Tesla doesn't use model years and instead continually improves its products. That way new car buyers get the latest and the best. It looks like original chemistry batteries already will easily last the life of the car, the new ones just take it a step further.

I'm excited about what this means for the value of the car battery for its second life as grid storage. Even a well used Tesla will be worth a lot for its battery.

Iwantmy3 | 13 May 2017

#EaglePDX. "It's likely that the in production 2170 batteries for the T3 don't have the new formula noted as the 2170's were designed and ordered close to a year ago."

The 2170 batteries at the Gigafactory will be built in partnership between Tesla and Panasonic. They will not be restricted to technology or chemistries that existed a year ago. The only restriction will be w.r.t. how long is takes to implement such changes into the manufacturing process. This a key difference between Tesla's approach with such a partnership vs the competition's approach of contracting third parties.

Iwantmy3 | 14 May 2017

EaglesPDX "No. The restrictions are the ability to incorporate it into a production product and the cost of doing so, same as with current lion batteries."

I'm not sure how that is different from what I said. Cost is always part of what it takes. However, Tesla has a way of making things happen.
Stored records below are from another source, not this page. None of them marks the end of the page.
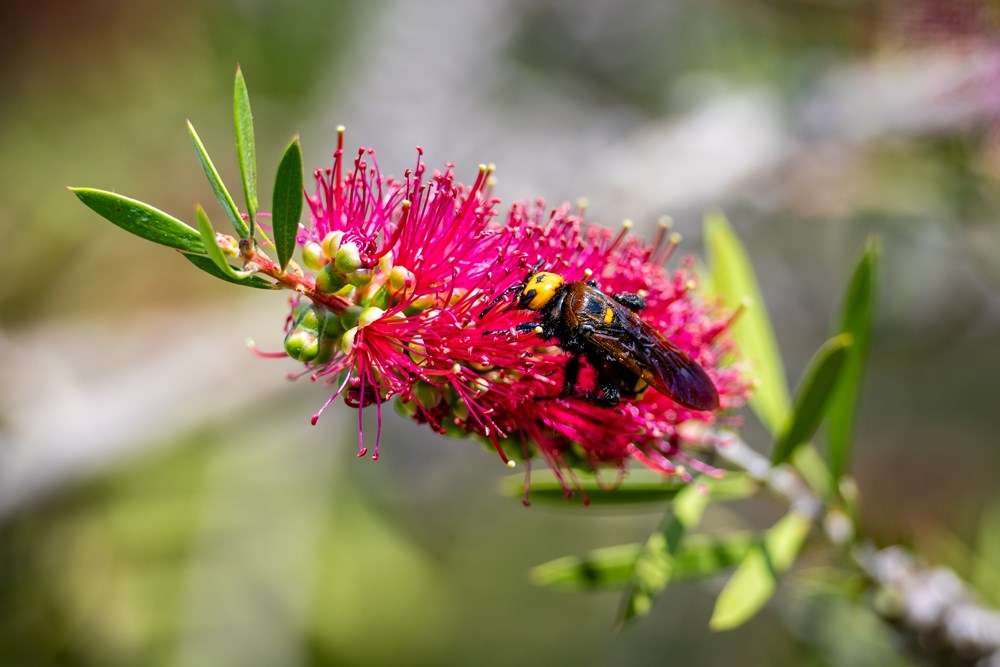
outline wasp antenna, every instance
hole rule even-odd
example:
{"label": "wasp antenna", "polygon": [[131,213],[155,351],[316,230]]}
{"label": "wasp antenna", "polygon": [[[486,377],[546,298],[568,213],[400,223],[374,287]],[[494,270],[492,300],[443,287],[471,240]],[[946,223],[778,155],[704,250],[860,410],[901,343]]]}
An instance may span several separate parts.
{"label": "wasp antenna", "polygon": [[482,312],[479,313],[479,319],[483,319],[484,317],[486,317],[486,313],[493,310],[493,307],[496,306],[498,303],[500,303],[500,301],[503,300],[505,296],[507,296],[508,294],[512,294],[514,292],[518,292],[522,289],[524,289],[524,283],[520,283],[518,285],[512,285],[511,287],[508,287],[504,291],[500,292],[500,294],[498,294],[495,299],[490,301],[486,305],[486,307],[483,308]]}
Red Sage ca us | 14 May 2017

When pigeons play chess, they knock over all the pieces, poop on the board, and declare victory prior to flying away. Unfortunately, they do not always fly away. Sometimes they hang around professing their strategy is always best no matter any logical arguments to the contrary.

Solution? Don't feed the pigeons.

Iwantmy3 | 14 May 2017

It's good to see we are in agreement now. I assume that can also agree that neither of us know the costs or manufacturing challenges associated with making these changes. They may be difficult, they may be easy.

What is clear is that the decisions and options are completely within Tesla's control. Other manufacturers using 3rd parties have little or no control over what is developed or when it is released. They do have to commit to their purchases based on current offerings and have little opportunity update them quickly regardless of cost or difficulty.

Frank99 | 14 May 2017

It's amazing how strained E's arguments get these days - it's like he's desperately trying to type the words and get them posted before they get obliviated.

Red Sage ca us | 15 May 2017

Desperation leads to further dispensation of FUD. Cleanup on aisle one!

Iwantmy3 | 15 May 2017

With E's comments gone, my responses to him seem oddly out of place.

jordanrichard | 15 May 2017

Iwantmy3, +1. When I read a thread that Eagles remarks have been deleted, you almost fell like you are not in a on the joke and keep wondering "what did I miss...."

Red Sage ca us | 15 May 2017

Shall we start a pool for the final date after launch of Model 3 that the 40% Pure Pigeon Poo Preacher will post his last squawk around here?

Frank99 | 15 May 2017

He's got a good future in front of him. Every time a Model 3 has a flat tire, we can expect Eagles to post a "Tesla uses substandard rubber" post. Every time Tesla halts the line for a day to fix a problem, it'll be "Tesla ships defective cars". Every time there's a line at a SuperCharger, he'll post "Tesla cars can't roadtrip, because of the horrendous wait for proprietary chargers". And, for the next 4 or 5 years, he can keep posting his drivel about batteries.

The only thing I have to look forward to is delivery of my Model 3, which will let me wield the righteous sword of "Flag".